Na relação de amizade há sempre um compromisso
de gestão recíproca da relação. Ou seja, o teor da experiência de amizade,
depende basicamente da maturidade das pessoas envolvidas, sendo capazes de
resolver problemas, conflitos, desentendimentos, frustrações etc. Isso implica
o cultivo de muitas virtudes para os envolvidos. Uma séria e madura amizade
está sempre alicerçada na rocha de muitas virtudes. Sem a existência de uma
teia de virtudes, não conseguimos estabelecer compromissos duradouros com
ninguém, seja nas relações de amizade, namoro, noivado, matrimônio, na vida
profissional ou em qualquer outro compromisso relacional. Portanto, podemos
afirmar que pessoas socioafetivamente imaturas, não são capazes de relações de
amizade estáveis e profundas.
Amizade é relação entre sujeitos diferentes,
livres, vulneráveis, passíveis de muitas situações imprevisíveis; mas, ao mesmo
tempo, a amizade é relação entre pessoas cheias de recursos e, por isso,
capazes de sonhar, querer, lutar, crescer, discernir, perseverar em bons
propósitos. Um dos fatores que possibilitam a estabilidade de uma amizade é a
questão da formação humana. Quem não amadureceu e nem desenvolveu a sua
dimensão socioafetiva, dificilmente terá condições de estabelecer estáveis
relações de amizade. Pessoas afetivamente imaturas são possessivas, violentas,
agressivas, fechadas, autodefensivas, egoístas, interesseiras, ciumentas,
intolerantes, oportunistas, desconfiadas, facilmente interpretam mal gestos,
atitudes e palavras.
Todavia, a experiência da amizade madura,
pressupõe um dinamismo profundamente diferente, rico de conteúdos positivos e
promotor da formação recíproca, porque está baseada na abertura, na
comunicação, no diálogo, na escuta, no perdão, na compaixão, no respeito, na
confiança, na correção mútua, na solidariedade, na corresponsabilidade, na
compreensão dos limites do outro.
A experiência da amizade é uma relação entre
sujeitos carregados de virtudes, valores, crenças, bem como, de fragilidades,
defeitos e tendências negativas. Quem está em busca de um amigo perfeito jamais
o encontrará. E mesmo o amigo fiel, não é perfeito!

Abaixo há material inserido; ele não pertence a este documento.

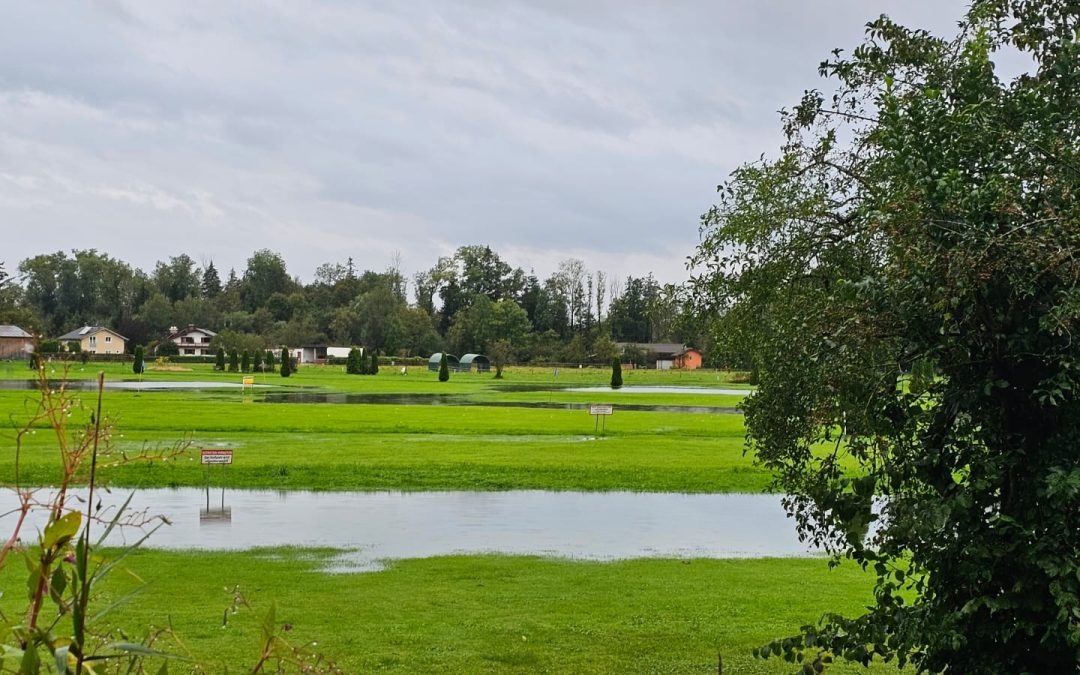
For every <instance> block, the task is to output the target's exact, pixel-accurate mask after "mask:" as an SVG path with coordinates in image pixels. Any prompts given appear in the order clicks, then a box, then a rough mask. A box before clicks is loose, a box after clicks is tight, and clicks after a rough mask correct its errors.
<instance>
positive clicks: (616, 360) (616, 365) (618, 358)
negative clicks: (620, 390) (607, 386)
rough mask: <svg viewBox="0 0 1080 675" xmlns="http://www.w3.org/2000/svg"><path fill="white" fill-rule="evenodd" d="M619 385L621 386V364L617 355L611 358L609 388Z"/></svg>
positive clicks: (612, 387) (621, 369)
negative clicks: (610, 377)
mask: <svg viewBox="0 0 1080 675" xmlns="http://www.w3.org/2000/svg"><path fill="white" fill-rule="evenodd" d="M620 387H622V364H621V363H619V357H618V356H615V357H613V359H611V389H619V388H620Z"/></svg>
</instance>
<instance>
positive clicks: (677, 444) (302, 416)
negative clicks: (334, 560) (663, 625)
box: [0, 364, 769, 492]
mask: <svg viewBox="0 0 1080 675" xmlns="http://www.w3.org/2000/svg"><path fill="white" fill-rule="evenodd" d="M110 370H111V373H110V377H111V378H114V379H121V376H123V373H122V372H121V370H120V367H119V365H111V364H110ZM300 373H301V374H302V375H301V376H300V377H296V378H287V381H288V386H289V387H291V388H296V387H300V386H302V387H303V388H305V389H303V391H319V392H328V391H337V390H340V391H350V392H353V393H368V394H387V393H391V394H394V393H396V394H402V393H407V394H414V395H418V396H428V395H430V394H432V393H433V392H436V393H442V392H444V390H443V389H442V388H443V387H445V386H446V384H450V386H453V387H454V389H453V390H450V392H449V393H451V395H454V396H457V397H460V399H462V400H464V401H467V402H471V403H474V404H480V405H468V406H445V405H440V406H434V405H352V404H306V403H305V404H299V403H264V402H262V401H261V394H260V393H259V394H255V395H251V394H243V393H242V392H240V391H239V390H225V391H222V390H210V389H207V390H204V391H198V392H191V391H184V392H171V391H168V392H166V391H152V392H127V391H111V390H110V391H107V392H106V396H105V407H106V410H107V411H108V415H109V417H110V419H112V420H113V422H114V424H116V426H117V435H116V436H114V438H113V441H114V443H116V445H117V447H118V448H119V449H121V450H124V451H129V453H132V451H135V450H138V449H139V448H141V447H144V446H149V447H156V446H166V445H168V444H171V443H172V442H175V441H177V440H180V438H186V440H189V441H191V443H192V453H191V454H190V455H189V456H188V457H187V458H184V459H180V460H179V461H173V462H168V463H157V464H149V463H145V462H137V463H131V464H127V465H123V467H119V468H108V467H106V472H105V476H106V480H108V481H109V482H111V483H112V484H114V485H119V486H129V487H167V486H193V485H201V484H203V483H204V482H205V473H204V471H203V468H202V467H201V465H199V463H198V461H197V451H198V448H199V447H200V446H203V445H213V446H221V445H227V446H230V447H233V448H235V455H234V457H235V460H234V461H235V463H234V464H233V465H232V467H230V468H229V469H227V470H225V471H216V472H215V482H222V483H224V484H226V485H228V486H230V487H248V488H281V489H325V490H329V489H337V490H348V489H522V488H528V489H543V488H546V489H585V490H612V489H620V490H625V489H629V490H659V491H694V492H702V491H706V492H715V491H761V490H762V489H765V488H766V487H767V485H768V483H769V476H768V474H767V473H766V472H764V471H762V470H760V469H758V468H756V467H754V465H753V464H752V462H750V461H748V460H747V458H746V457H744V456H743V427H742V418H741V417H740V416H738V415H702V414H680V413H644V411H625V410H619V409H618V407H619V404H620V403H619V402H620V401H631V402H633V403H635V404H658V405H676V406H680V405H697V406H716V405H725V404H728V405H734V404H735V403H738V399H737V397H734V396H718V395H702V394H629V393H627V394H619V395H621V396H622V399H619V397H618V396H617V395H615V394H608V393H605V394H602V395H591V394H586V393H575V392H563V391H558V390H555V389H551V390H546V391H531V392H529V391H524V392H523V391H517V390H514V391H510V392H505V391H502V389H501V388H500V387H501V383H500V382H498V381H497V380H494V379H492V378H491V377H490V376H478V375H471V376H469V375H463V374H459V375H457V376H455V377H454V378H453V379H451V380H450V382H446V383H441V382H438V381H437V380H436V378H435V376H434V375H433V374H428V373H427V372H424V373H423V375H422V376H419V375H417V376H415V377H414V375H409V376H407V377H401V376H400V375H396V374H392V373H389V372H388V373H383V374H380V375H379V376H376V377H361V376H345V375H342V374H341V373H340V368H333V367H306V368H301V370H300ZM632 374H634V375H640V376H642V382H643V383H672V382H676V380H673V379H672V378H671V374H670V373H657V372H632ZM167 375H168V377H162V374H160V373H156V374H153V377H154V378H157V379H173V374H167ZM571 375H572V376H573V377H577V378H581V380H580V381H578V382H573V384H581V386H589V384H592V386H595V384H598V383H603V377H604V373H602V372H598V370H593V372H588V370H586V372H584V373H583V374H582V373H577V372H571ZM585 375H591V376H592V379H586V378H585ZM23 377H25V373H24V374H23ZM515 377H517V380H518V381H514V378H515ZM545 377H550V374H546V373H537V372H525V373H522V374H515V372H514V370H511V372H509V373H508V379H509V380H510V383H511V384H512V386H519V384H527V386H544V387H546V386H548V384H545V383H544V382H543V381H542V378H545ZM716 377H717V375H716V374H710V375H701V376H699V380H700V381H698V382H696V386H701V384H702V383H703V382H708V381H712V382H714V383H715V382H716ZM271 378H275V379H276V380H279V381H280V380H285V378H281V377H280V376H267V379H268V380H270V381H274V380H273V379H271ZM305 378H306V379H305ZM559 378H563V375H561V376H559ZM646 378H648V379H646ZM148 379H149V378H148ZM189 379H195V380H210V379H219V380H226V381H234V380H237V379H238V378H237V376H235V374H232V375H229V374H219V373H214V372H213V370H212V369H211V368H210V366H201V367H200V369H199V370H198V372H195V374H194V375H191V376H190V377H189ZM677 381H681V380H677ZM301 382H302V384H301ZM275 383H276V382H275ZM339 384H341V387H339ZM720 384H721V386H724V383H723V381H721V382H720ZM349 387H351V388H352V389H349ZM80 395H81V396H82V399H83V402H84V403H86V402H89V401H90V400H91V399H92V394H91V392H84V393H82V394H80ZM33 396H35V394H33V392H31V391H0V411H3V413H5V414H4V415H3V417H4V418H8V419H9V423H12V422H15V421H17V420H18V419H19V417H21V415H22V416H24V417H25V406H26V405H27V403H28V402H30V401H32V400H33ZM718 400H724V401H718ZM512 401H524V402H537V401H539V402H541V403H556V404H557V403H583V402H590V401H593V402H604V403H615V405H616V414H615V415H613V416H611V417H610V418H608V419H607V420H606V421H605V428H606V431H605V433H604V434H603V435H600V434H596V433H594V429H595V420H594V418H593V417H591V416H590V415H589V414H588V411H585V410H566V409H534V408H525V407H496V406H494V405H483V404H485V403H497V402H512ZM87 414H89V405H87V406H85V407H84V408H83V409H82V410H77V411H76V413H75V415H73V416H72V418H71V422H72V424H77V423H79V422H80V421H84V420H85V418H86V415H87ZM9 429H11V427H9ZM11 434H12V432H11V431H8V432H5V435H6V436H8V437H10V436H11ZM52 447H53V444H52V438H51V437H50V434H48V433H45V430H41V432H40V433H38V434H36V435H35V436H32V437H31V438H30V442H29V443H28V451H27V453H26V454H25V455H24V464H23V469H24V480H25V482H28V483H33V484H46V483H49V482H51V481H52V480H54V478H53V476H55V474H56V467H57V461H58V460H57V457H56V454H55V453H54V451H52ZM13 461H14V459H13V456H12V455H10V454H9V455H5V456H3V457H0V475H11V474H12V472H11V467H12V462H13Z"/></svg>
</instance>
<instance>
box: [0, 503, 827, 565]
mask: <svg viewBox="0 0 1080 675" xmlns="http://www.w3.org/2000/svg"><path fill="white" fill-rule="evenodd" d="M130 494H131V491H127V490H121V489H114V490H112V492H111V494H108V492H98V495H99V496H100V497H102V499H103V503H104V504H105V507H104V511H103V512H109V511H110V510H114V509H116V508H117V505H118V504H120V503H122V502H123V500H124V499H126V498H127V496H129V495H130ZM95 501H96V496H95ZM14 503H15V500H14V495H13V494H12V492H11V491H10V490H5V491H3V492H0V513H3V512H8V511H9V510H10V509H11V508H12V507H13V505H14ZM69 503H75V502H69ZM82 508H84V507H82ZM131 508H132V509H133V510H135V511H145V512H146V513H148V514H161V515H164V516H166V517H167V518H168V519H170V522H171V525H166V526H163V527H162V528H161V529H159V530H158V531H157V532H154V535H153V536H152V537H151V538H150V539H149V540H148V541H147V543H146V544H145V545H147V546H150V548H159V549H208V550H244V549H251V548H257V546H280V545H297V546H328V548H334V549H343V550H346V551H343V552H342V553H341V555H340V556H339V557H338V558H337V559H335V561H334V563H333V564H332V569H333V570H335V571H367V570H375V569H379V568H380V567H381V562H383V561H391V559H400V558H421V557H430V556H436V555H448V554H478V553H501V554H510V555H543V556H552V557H564V558H572V559H588V561H611V559H627V558H640V557H677V558H690V557H707V558H742V557H767V556H768V557H773V556H806V555H812V554H814V552H813V551H812V550H810V549H809V548H808V546H807V545H806V544H804V543H801V542H799V540H798V537H797V536H796V534H795V526H794V524H793V522H792V521H789V519H788V518H787V517H786V515H785V513H784V510H783V508H782V507H781V504H780V497H779V496H777V495H738V494H737V495H731V494H727V495H680V494H666V492H572V491H561V492H555V491H544V490H515V491H504V492H482V491H433V492H400V491H373V492H297V491H276V490H224V489H221V488H219V487H211V488H208V489H203V488H179V489H147V490H135V491H134V498H133V499H132V504H131ZM12 524H13V518H12V517H11V516H9V517H5V518H0V535H3V536H4V537H5V538H6V537H8V536H9V535H10V527H12ZM35 526H37V527H40V526H41V521H40V519H39V521H38V522H37V523H36V524H35V525H31V528H30V529H29V530H28V531H31V532H32V531H33V527H35ZM97 528H98V530H99V531H100V530H102V529H104V528H103V527H102V526H100V525H98V526H97ZM140 536H141V530H139V529H137V528H127V529H126V530H125V531H122V532H121V531H117V532H114V534H113V535H112V536H110V539H109V543H112V544H120V543H124V541H126V542H129V543H131V542H133V541H135V540H137V539H138V538H139V537H140ZM24 538H25V537H24Z"/></svg>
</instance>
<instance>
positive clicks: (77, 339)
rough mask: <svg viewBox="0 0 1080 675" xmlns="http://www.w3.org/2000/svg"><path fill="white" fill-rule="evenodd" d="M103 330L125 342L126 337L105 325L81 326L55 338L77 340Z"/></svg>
mask: <svg viewBox="0 0 1080 675" xmlns="http://www.w3.org/2000/svg"><path fill="white" fill-rule="evenodd" d="M103 330H106V332H108V333H111V334H112V335H114V336H117V337H118V338H120V339H121V340H123V341H125V342H126V341H127V338H125V337H124V336H122V335H120V334H119V333H117V332H116V330H113V329H112V328H106V327H105V326H83V327H81V328H76V329H75V330H72V332H71V333H66V334H64V335H62V336H59V337H58V338H56V339H57V340H62V341H63V340H79V341H82V338H84V337H86V336H89V335H97V334H98V333H102V332H103Z"/></svg>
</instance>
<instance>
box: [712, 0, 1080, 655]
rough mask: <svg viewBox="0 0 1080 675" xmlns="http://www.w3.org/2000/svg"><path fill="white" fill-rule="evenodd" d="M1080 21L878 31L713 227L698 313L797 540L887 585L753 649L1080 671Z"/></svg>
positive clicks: (725, 207)
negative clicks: (1004, 68)
mask: <svg viewBox="0 0 1080 675" xmlns="http://www.w3.org/2000/svg"><path fill="white" fill-rule="evenodd" d="M1078 21H1080V13H1078V12H1077V8H1076V4H1075V3H1067V2H1047V1H1037V0H982V1H981V0H976V1H975V2H974V3H973V4H972V6H971V9H970V11H969V13H968V15H967V18H966V19H964V21H963V22H962V24H961V27H960V32H959V35H958V37H957V38H955V39H948V40H944V39H939V38H935V37H933V36H931V35H929V33H928V32H926V31H921V30H910V29H907V28H904V27H902V26H899V25H896V24H894V23H893V22H891V21H889V19H888V18H886V17H882V18H880V19H877V21H875V22H873V23H872V24H869V26H868V39H867V40H866V42H865V43H864V44H862V45H861V46H860V48H859V49H858V50H855V51H854V52H852V54H851V56H850V57H848V58H843V57H842V56H841V52H839V51H837V52H836V53H835V56H834V58H833V59H831V60H827V62H825V63H824V64H822V67H821V71H822V75H824V76H826V77H828V78H831V79H832V80H834V81H835V82H836V90H835V92H834V93H832V94H828V93H819V92H818V91H809V92H807V93H806V95H805V96H804V98H802V100H801V103H800V104H799V105H798V106H797V107H796V108H795V109H794V110H792V111H791V112H788V113H786V114H785V116H784V127H785V133H786V143H785V145H784V148H783V152H782V154H781V156H780V158H779V159H777V160H771V161H767V160H761V161H759V162H757V163H754V164H750V165H746V166H743V167H741V168H739V170H737V171H735V172H734V173H733V174H732V177H731V180H730V181H728V183H727V184H725V185H723V186H721V187H720V190H719V201H718V203H717V205H716V206H715V207H713V208H712V210H711V211H710V212H708V213H707V214H706V215H705V216H704V219H703V241H702V244H701V246H700V249H699V253H698V255H697V256H696V260H694V264H696V265H697V266H698V269H699V271H700V273H701V274H700V276H699V279H698V282H697V284H696V288H697V291H698V293H699V298H700V301H701V302H702V303H703V306H704V307H705V308H707V309H708V311H710V313H712V314H713V315H715V316H719V318H720V328H719V335H718V337H723V338H724V341H725V348H731V349H732V350H733V351H744V352H745V353H748V354H750V356H751V359H752V360H753V363H754V364H755V366H757V367H758V368H759V376H760V387H759V388H758V390H757V391H756V393H755V394H754V395H753V396H751V397H750V399H748V400H747V402H746V404H745V419H746V427H747V442H748V446H750V449H752V450H753V453H754V455H755V456H756V457H757V458H759V460H760V461H761V462H762V463H764V464H765V465H767V467H768V468H770V469H772V470H773V471H774V472H775V475H777V483H778V485H777V487H778V488H780V489H781V490H783V491H785V492H787V494H788V497H786V498H785V500H784V501H785V504H786V507H787V509H788V510H789V511H791V512H792V513H793V514H794V515H795V517H796V519H797V524H798V527H799V530H800V532H801V534H802V535H804V536H805V537H807V538H808V540H809V541H811V542H813V543H816V544H820V545H823V546H825V548H826V549H827V550H829V551H832V552H834V553H835V554H836V555H837V556H839V557H849V558H851V559H853V561H855V562H856V563H859V564H861V565H863V566H865V567H867V568H868V569H872V570H874V571H875V572H876V573H877V585H876V589H875V593H874V603H873V605H872V606H870V607H869V608H868V609H867V611H866V612H864V613H862V615H861V616H856V617H854V618H846V617H841V616H836V615H826V617H825V618H824V619H823V621H822V622H821V623H820V624H816V625H809V626H805V627H804V631H802V634H801V635H799V636H797V637H793V638H791V639H787V640H783V642H781V640H778V642H775V643H772V644H771V645H769V646H767V648H764V649H766V653H777V654H782V656H785V657H788V658H793V659H795V660H799V659H801V658H804V657H805V659H806V660H807V661H813V660H814V659H816V658H819V656H820V653H821V650H822V649H824V650H827V651H828V652H832V653H835V654H839V656H842V657H845V658H847V659H851V660H854V661H859V662H862V663H867V662H869V660H870V659H872V658H874V657H876V656H877V657H881V658H886V659H894V660H896V661H899V662H900V663H901V664H903V663H905V662H913V663H914V664H915V666H916V669H917V670H918V671H928V672H949V673H1067V672H1075V671H1076V667H1077V662H1078V656H1080V555H1078V551H1080V508H1078V504H1080V454H1078V453H1077V447H1078V443H1080V397H1078V392H1080V369H1078V366H1077V364H1078V363H1080V341H1078V340H1076V339H1075V336H1076V335H1077V334H1078V332H1080V286H1078V280H1080V258H1078V257H1077V255H1076V252H1078V251H1080V200H1078V199H1077V194H1080V143H1078V136H1080V43H1078V40H1077V37H1078V27H1080V26H1078ZM1010 52H1011V53H1014V54H1015V53H1018V54H1021V55H1023V57H1024V60H1023V64H1024V65H1025V66H1026V70H1027V71H1026V72H1024V73H1022V75H1020V76H1017V77H1014V78H1012V79H1011V80H1008V81H1004V80H1002V79H1001V78H1000V77H999V75H998V73H997V72H996V70H995V64H994V58H995V57H997V56H998V55H1000V54H1003V53H1010ZM823 445H827V448H828V450H827V451H823V447H822V446H823ZM872 524H873V529H870V525H872ZM808 665H810V664H808ZM811 667H812V666H811Z"/></svg>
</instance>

Dizia o filósofo Blaise Pascal que o ser
humano é como um monte de grandezas e misérias. Considerando essa condição, a
realização dos nossos bons propósitos, muito dependerá dos nossos investimentos
pessoais de força de vontade, de inteligência relacional, de valores que
cultivamos, de virtudes nas quais nos treinamos, de reflexão e discernimento
nas variadas circunstâncias da vida. Amizade é vida e, por isso, está sempre
inserida numa grande variedade de situações.
A experiência da diversidade
Apesar de constituirmos uma única humanidade,
todos os seres humanos são diferentes entre si. A experiência da amizade só é
possível porque somos diferentes, essa diversidade possibilita o nosso
enriquecimento recíproco. Quem procura uma pessoa igual a si mesma, para ser
sua amiga, jamais fará a experiência da amizade. Na verdade, esse é um desejo
narcisista que tem como intenção uma relação dominadora, possessiva,
exploradora. A pessoa narcisista é alguém profundamente apegada a si mesma, que
fica sempre projetando sobre os outros a própria imagem e se impondo sobre
elas; esse não é o figurino da amizade autêntica, que é encontro de pessoas
diferentes, que se acolhem incondicionalmente, se conhecem, se identificam,
divergem, compartilham o que pensam, sentem e vivem; se complementam, se
respeitam, se corrigem, se ajudam.
Por outro lado, essa experiência da
diversidade também ocasiona a possibilidade do surgimento do conflito, do
desentendimento, da frustração nas expectativas pela falta de correspondência.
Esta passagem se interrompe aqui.